Take the Old Testament literally we have pasages which have been used to prove the Jews are returning to Israel as the people of God. From the New Testament they are not the people of God unless they repent. Verses show the restoration of the Law of Moses and the rebuilding of a huge new temple in Jerusalem. Despite change coming from within in the NT and verses clearly stating the abolishment of the law and its inadequacies animal sacrifices can be shown to be predicted and officiated by Levitical priests. Its a very physical view of the coming kingdom of God. Fiit Jesus into that and he rules on a restored throne as the successor of a line of Jewish kings in an hierarchical fashion to force compliance onto everyone.
The problems of balancing the Old Testament as a literal account onto the New Testament as a literal account are unreconcileable IMHO. What we have are books with progressions of understanding and Christianity is a reinterpretation of the Old Testament. In the orthodox forms they held onto the literality of many events but spiritualised many understandings, in some gnostic forms they spiritrualised everything.

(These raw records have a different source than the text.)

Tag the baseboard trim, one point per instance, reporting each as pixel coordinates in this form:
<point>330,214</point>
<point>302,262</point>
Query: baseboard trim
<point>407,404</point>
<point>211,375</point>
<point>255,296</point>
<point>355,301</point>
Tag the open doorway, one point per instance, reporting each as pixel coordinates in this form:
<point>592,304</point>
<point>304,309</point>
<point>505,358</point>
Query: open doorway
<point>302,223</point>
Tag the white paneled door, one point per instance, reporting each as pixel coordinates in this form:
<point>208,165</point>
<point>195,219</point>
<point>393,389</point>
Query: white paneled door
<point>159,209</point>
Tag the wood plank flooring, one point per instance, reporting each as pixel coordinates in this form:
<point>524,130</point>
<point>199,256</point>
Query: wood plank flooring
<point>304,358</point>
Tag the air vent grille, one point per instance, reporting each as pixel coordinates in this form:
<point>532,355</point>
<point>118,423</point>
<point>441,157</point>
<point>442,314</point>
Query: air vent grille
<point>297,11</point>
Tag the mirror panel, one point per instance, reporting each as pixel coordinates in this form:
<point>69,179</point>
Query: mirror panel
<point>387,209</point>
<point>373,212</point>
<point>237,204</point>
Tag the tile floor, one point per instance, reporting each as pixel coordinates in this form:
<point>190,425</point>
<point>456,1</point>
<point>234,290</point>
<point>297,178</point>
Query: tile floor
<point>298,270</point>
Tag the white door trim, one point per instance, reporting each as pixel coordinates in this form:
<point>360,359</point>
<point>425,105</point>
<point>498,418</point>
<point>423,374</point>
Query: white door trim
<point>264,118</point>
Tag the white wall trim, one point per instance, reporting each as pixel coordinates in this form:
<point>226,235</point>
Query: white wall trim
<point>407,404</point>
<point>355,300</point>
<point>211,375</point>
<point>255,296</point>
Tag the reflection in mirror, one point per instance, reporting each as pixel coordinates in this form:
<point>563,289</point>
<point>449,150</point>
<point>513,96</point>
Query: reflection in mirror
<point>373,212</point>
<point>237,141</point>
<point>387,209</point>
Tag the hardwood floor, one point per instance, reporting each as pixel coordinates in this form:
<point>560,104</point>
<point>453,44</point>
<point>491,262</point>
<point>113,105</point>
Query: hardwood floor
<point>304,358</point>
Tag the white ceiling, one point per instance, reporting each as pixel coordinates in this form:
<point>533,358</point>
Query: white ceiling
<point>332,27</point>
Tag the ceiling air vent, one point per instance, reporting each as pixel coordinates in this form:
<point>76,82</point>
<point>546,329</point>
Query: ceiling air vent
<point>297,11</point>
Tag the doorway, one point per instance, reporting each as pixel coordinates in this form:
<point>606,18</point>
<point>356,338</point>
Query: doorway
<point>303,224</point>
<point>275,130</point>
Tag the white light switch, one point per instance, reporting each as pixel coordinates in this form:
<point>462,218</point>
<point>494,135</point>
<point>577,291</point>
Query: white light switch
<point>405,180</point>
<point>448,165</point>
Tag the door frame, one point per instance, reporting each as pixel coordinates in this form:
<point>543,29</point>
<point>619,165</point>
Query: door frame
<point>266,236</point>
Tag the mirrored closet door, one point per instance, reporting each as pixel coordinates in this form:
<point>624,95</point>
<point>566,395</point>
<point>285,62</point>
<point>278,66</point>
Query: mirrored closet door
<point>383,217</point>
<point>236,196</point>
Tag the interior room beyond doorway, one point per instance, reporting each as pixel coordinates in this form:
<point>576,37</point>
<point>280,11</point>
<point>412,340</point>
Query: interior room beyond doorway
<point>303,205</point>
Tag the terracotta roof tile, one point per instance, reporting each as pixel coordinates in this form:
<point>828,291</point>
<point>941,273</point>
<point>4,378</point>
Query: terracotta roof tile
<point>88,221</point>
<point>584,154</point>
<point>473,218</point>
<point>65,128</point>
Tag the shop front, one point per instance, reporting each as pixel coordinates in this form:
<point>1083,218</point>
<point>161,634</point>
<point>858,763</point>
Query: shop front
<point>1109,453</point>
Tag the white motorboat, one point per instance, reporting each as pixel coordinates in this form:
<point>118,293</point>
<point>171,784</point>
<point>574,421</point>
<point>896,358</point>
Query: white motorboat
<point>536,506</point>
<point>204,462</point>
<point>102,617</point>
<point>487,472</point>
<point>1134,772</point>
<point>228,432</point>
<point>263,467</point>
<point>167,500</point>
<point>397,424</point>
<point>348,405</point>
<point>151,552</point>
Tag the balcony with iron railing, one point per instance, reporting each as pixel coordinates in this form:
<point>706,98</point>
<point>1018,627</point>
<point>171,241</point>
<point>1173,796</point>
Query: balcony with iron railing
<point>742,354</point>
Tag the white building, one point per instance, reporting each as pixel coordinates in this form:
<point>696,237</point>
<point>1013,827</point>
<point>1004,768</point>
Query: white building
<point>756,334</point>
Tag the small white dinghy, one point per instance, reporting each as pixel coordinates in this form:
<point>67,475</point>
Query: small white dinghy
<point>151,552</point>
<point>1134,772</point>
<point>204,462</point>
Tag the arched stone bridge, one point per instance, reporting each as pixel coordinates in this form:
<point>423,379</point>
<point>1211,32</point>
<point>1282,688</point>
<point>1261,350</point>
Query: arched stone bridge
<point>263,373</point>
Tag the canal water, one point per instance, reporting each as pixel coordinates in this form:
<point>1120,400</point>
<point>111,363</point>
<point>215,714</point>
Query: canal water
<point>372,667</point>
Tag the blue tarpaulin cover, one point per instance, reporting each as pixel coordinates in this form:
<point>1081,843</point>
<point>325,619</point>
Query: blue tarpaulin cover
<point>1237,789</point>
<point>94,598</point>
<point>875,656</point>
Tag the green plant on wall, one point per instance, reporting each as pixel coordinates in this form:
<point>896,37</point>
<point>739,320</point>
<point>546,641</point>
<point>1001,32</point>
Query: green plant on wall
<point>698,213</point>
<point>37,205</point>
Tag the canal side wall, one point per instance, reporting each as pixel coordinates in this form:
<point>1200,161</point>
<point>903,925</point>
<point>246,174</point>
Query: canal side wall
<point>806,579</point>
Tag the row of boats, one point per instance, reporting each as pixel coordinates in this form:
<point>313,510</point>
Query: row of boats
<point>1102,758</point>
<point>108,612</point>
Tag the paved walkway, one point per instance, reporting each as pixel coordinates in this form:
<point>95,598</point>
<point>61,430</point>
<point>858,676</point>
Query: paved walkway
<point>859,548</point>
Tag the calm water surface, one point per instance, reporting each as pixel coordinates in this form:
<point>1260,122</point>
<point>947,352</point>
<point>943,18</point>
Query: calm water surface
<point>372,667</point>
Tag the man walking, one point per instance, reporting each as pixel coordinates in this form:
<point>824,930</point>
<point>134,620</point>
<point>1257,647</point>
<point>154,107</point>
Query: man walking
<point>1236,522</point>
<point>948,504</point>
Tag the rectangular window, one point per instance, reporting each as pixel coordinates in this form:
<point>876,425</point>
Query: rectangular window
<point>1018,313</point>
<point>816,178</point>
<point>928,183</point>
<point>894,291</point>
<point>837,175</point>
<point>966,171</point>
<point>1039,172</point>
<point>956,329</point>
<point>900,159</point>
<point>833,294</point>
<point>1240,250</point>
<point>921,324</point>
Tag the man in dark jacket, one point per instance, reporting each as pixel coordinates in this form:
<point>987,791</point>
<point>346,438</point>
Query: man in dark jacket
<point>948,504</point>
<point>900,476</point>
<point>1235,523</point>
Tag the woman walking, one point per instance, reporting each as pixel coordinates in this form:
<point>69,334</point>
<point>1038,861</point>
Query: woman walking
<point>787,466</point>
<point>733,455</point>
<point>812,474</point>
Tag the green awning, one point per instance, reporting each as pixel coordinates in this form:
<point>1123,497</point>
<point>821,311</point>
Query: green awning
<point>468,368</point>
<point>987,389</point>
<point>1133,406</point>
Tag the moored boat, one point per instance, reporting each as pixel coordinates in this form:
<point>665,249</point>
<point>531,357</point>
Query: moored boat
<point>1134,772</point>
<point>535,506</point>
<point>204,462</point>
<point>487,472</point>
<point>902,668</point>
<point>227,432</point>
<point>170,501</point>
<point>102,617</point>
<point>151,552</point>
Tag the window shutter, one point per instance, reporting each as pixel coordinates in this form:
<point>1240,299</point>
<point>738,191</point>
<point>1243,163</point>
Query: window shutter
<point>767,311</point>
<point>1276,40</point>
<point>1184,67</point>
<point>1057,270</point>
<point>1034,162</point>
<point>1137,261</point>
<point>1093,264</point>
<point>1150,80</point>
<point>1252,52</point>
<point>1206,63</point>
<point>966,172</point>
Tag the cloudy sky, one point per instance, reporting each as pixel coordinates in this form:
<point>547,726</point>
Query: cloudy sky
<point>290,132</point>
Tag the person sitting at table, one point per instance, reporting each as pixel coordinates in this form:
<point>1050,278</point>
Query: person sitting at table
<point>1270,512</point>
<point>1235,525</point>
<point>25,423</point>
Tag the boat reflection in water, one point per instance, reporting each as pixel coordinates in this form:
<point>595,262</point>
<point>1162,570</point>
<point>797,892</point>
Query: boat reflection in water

I believe a better understanding of the Bible will make very literalistic understandings untenable. In fact Christadelphian beliefs have at their heart the rationalistic influences of the period known as the Age of Enlightenment. This is really why references to the devil and demons in the NT are referred to as "sin in the flesh" and "mental illness". They did believe in a sinful nature, but they saw three elements (the world, the flesh, the Devil) as operating not two (the world, the flesh). Christadelphian theology can sound convincing Biblically by someone experienced because they can outquote opponents often (due to high Biblical knowledge) and its heavily based on an Old Testament perspective. This is very much materialistic (its all physical) compared to the New Testament. There are also many other variations. For instance the idea of being Spirit changed is largely New Testament, although they clearly believed in supernatural revelations throughout. Veiws of the demons and devil gain strength in the New Testament. In Genesis the serpent that tenpts in the Garden of Eden is clearly referred to as an animal God created. In Revelation it is explained to be the devil working.
Christianity is therefore a development from Judaism, but with reinterpretations and with possible influences from elsewhere that acount for other aspects. These progressions make the Bible as a literal authority impossible. Picking proof verses and wresting bits that don't fit is really a result of doctrinal bias and preference. Christadelphians are absolute masters at doing this. They have a huge knowledge of the Bible, but have wrested huge sections from obvious meanings. They try to make it cohesive in a way that it is not and have internally rejected the supernatural perspectives of many of the writers to do so.
Mainstream Christians tend to have a simpler version which better fits the emphases of the New Testament. Many liberal Christadelphians long for this after the sheer intellectualising of the Christadelphian approach. The traditional Christadelphian approach makes the Bible very hard to feel that you have understood it. It wrests too much and although doctrinal bias can keep one still involved, there's a deep feeling certain verses aren't well explained. That's because they aren't.